October 01, 2012


 Forum explores factors key to new graduate success

Posted Sept. 19, 2012
Recent veterinary graduates, employers, and college deans convened this summer during the AVMA Annual Convention in San Diego to identify the components necessary for success during a veterinarian’s first year in small animal practice.
Approximately 10 individuals from each group participated in the invitation-only roundtable forum, titled “Educating and Employing Successful Graduates,” hosted Aug. 6 by the AVMA Veterinary Economics Strategy Committee. The concept for the forum was raised at the second AVMA-Association of American Veterinary Medical Colleges Joint Economic Meeting during a conversation on veterinary student debt.
“The basic idea is that in order for recent graduates to earn more so that they can pay down their debt more quickly, they need to be able to generate more revenue for the practice in which they work. The critical time frame for enhancing this productivity is the last year of veterinary school and the first year of employment, and this is the focus of the roundtable,” said Dr.

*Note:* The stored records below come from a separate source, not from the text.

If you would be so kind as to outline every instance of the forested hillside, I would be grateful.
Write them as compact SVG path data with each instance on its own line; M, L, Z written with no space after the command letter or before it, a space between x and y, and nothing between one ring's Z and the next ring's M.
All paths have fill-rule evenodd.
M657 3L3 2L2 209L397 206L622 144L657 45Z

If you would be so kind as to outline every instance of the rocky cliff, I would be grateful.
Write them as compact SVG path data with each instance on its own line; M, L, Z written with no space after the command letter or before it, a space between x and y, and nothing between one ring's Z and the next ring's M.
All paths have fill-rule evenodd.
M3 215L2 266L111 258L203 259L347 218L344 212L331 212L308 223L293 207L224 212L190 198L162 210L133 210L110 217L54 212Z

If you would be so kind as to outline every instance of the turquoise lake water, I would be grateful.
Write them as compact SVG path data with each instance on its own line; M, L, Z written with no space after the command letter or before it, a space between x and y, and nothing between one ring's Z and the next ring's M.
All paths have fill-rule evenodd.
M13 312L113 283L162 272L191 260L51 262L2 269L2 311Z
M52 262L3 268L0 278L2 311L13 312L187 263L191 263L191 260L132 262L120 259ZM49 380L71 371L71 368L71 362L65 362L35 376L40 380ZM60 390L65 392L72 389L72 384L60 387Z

Link Welborn, chair of the Veterinary Economics Strategy Committee.
The forum was limited to small animal practice because it represents the largest segment of the veterinary profession, Dr. Welborn explained. Similar roundtables for other segments will be considered if this initial project is successful, he added.
Forum participants agreed that veterinarians beginning a career in small animal medicine will be most successful if they are equipped with the most relevant skills and competencies, are able to create a profit for their employer, receive a sufficient compensation package, and are capable of promoting the value of the veterinary profession.
Input from each of the three groups at the forum will be used by the AVMA Veterinary Economics Strategy Committee to develop and publish materials in three categories: employer expectations for recent graduate skills and competencies, opportunities for local employer-educator partnering to optimize the student-to-employee transition, and mentoring guidelines and resources for employers.
The groups will continue working through the fall with a goal of creating a progress report by late November.